En efecto, el paisaje urbano variaba. De un edificio en vidrio a varios pisos, digno de una gran ciudad, restaurantes y tiendas aledaños, la avenida se alargaba entre bancos, gasolineras supermercados, centros comerciales, un club privado escondido en la arboleda, hasta llegar a la Escuela Militar, a un lado, y a un predio amplio de Ferias Internacionales, del otro. Frente a su entrada, se alzaba el Museo de Antropología cuyo honor le correspondía a un intelectual liberal con afán de blanquear el país.
Pensaba que era más fácil mostrar una exposición sobre los inuit de Canadá, como observé al pasar, que abrir una sala sobre los mitos y literatura náhuat, la lengua indígena más importante del país. “Ya somos el olvido en que seremos; el polvo elemental que nos ignora”, me repetía de memoria, a medida que el taxi daba media vuelta a un redondel para llegar al final de la avenida. El hotel se hallaba a la izquierda.

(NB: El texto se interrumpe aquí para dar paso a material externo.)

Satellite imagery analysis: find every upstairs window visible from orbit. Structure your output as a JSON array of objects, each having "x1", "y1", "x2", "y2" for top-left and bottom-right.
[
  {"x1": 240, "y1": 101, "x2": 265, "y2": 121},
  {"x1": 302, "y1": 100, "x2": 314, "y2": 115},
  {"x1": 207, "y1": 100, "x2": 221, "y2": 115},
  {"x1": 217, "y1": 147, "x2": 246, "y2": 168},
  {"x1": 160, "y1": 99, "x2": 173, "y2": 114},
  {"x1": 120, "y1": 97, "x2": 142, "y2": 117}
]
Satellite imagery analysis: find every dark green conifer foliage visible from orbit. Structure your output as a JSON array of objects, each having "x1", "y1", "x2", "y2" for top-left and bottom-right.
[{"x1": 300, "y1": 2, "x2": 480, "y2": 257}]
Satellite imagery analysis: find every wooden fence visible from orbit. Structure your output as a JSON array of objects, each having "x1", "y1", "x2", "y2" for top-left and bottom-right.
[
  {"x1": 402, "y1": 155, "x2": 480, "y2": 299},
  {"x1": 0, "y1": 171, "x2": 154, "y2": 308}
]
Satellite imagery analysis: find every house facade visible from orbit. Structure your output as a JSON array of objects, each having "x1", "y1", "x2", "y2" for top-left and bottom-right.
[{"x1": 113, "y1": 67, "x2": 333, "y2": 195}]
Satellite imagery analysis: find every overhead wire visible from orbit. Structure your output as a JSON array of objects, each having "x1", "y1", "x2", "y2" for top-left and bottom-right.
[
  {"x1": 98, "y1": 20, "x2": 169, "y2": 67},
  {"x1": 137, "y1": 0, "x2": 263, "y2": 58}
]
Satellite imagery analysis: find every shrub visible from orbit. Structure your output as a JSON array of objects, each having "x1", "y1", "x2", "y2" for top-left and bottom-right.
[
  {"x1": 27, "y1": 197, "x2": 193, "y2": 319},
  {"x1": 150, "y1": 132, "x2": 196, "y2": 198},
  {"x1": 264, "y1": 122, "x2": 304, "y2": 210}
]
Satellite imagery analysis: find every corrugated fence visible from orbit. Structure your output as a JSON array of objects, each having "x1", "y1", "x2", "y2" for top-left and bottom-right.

La amplia calle la coronaba un monumento a la revolución de 1948, el cual exhibía a un hombre desnudo con piernas y brazos extendidos, alzados hacia el empíreo como si esperara que su esperanza cayera de los cielos, es decir, del presidente en turno. Era digno del más estricto realismo socialista que en el trópico honraba a gobiernos militares de corte distinto, pero con similar gusto estético. Como el indigenismo de Martínez que la izquierda actual emulaba, los enemigos se reunían siempre en el arte y en el deseo. Se llamara Auschwitz, Gulag o Hiroshima, la utopía se alzaba en los despojos de quienes desaparecen en nombre de la justicia. Así lo manifestaba el propio Museo de Arte situado a media cuadra del hotel donde, sin evidencia, se emulaba la producción pictórica de un régimen dictatorial como opuesta a sus designios. Antes de ese museo y del obelisco, se hallaba el hotel.
Me gustó el hotel por el silencio y el jardín interior que me convidaba al apartamiento y a la reflexión. La habitación era de regular tamaño con una ventana orientada hacia la piscina. La rodeaba un césped recién cortado y oloroso, unos ranchos de techo de palma trenzada con perfume de sombra y, al fondo, una vegetación frondosa. Sabía que me endeudaría por el precio, pero valía la pena disfrutar de la calma los últimos días de mi estancia en San Salvador. Un atisbo de brisa me hizo pensar que Fortunato circulaba por estos parajes. Pero de inmediato pensé que eran ilusiones por la falta de amistad entrañable, una simple alucinación causada por el deseo de encuentro.
Motivado por la nostalgia, salí del hotel y me encaminé hacia la zona rosa. No era la zona de mi predilección. Pero había un restaurante de mariscos que frecuentaba con Fortunato hacía años. Estaba en una pequeña colina con vista hacia el cerro de San Jacinto desde algunas mesas al descubierto. En ese panorama consistía su mayor atractivo. De una esquina única, se abría hacia el paisaje lejano, pese a encontrarse en una zona comercial. Además, quedaba a unas cuantas cuadras del hotel por lo que no necesitaba tomar taxi.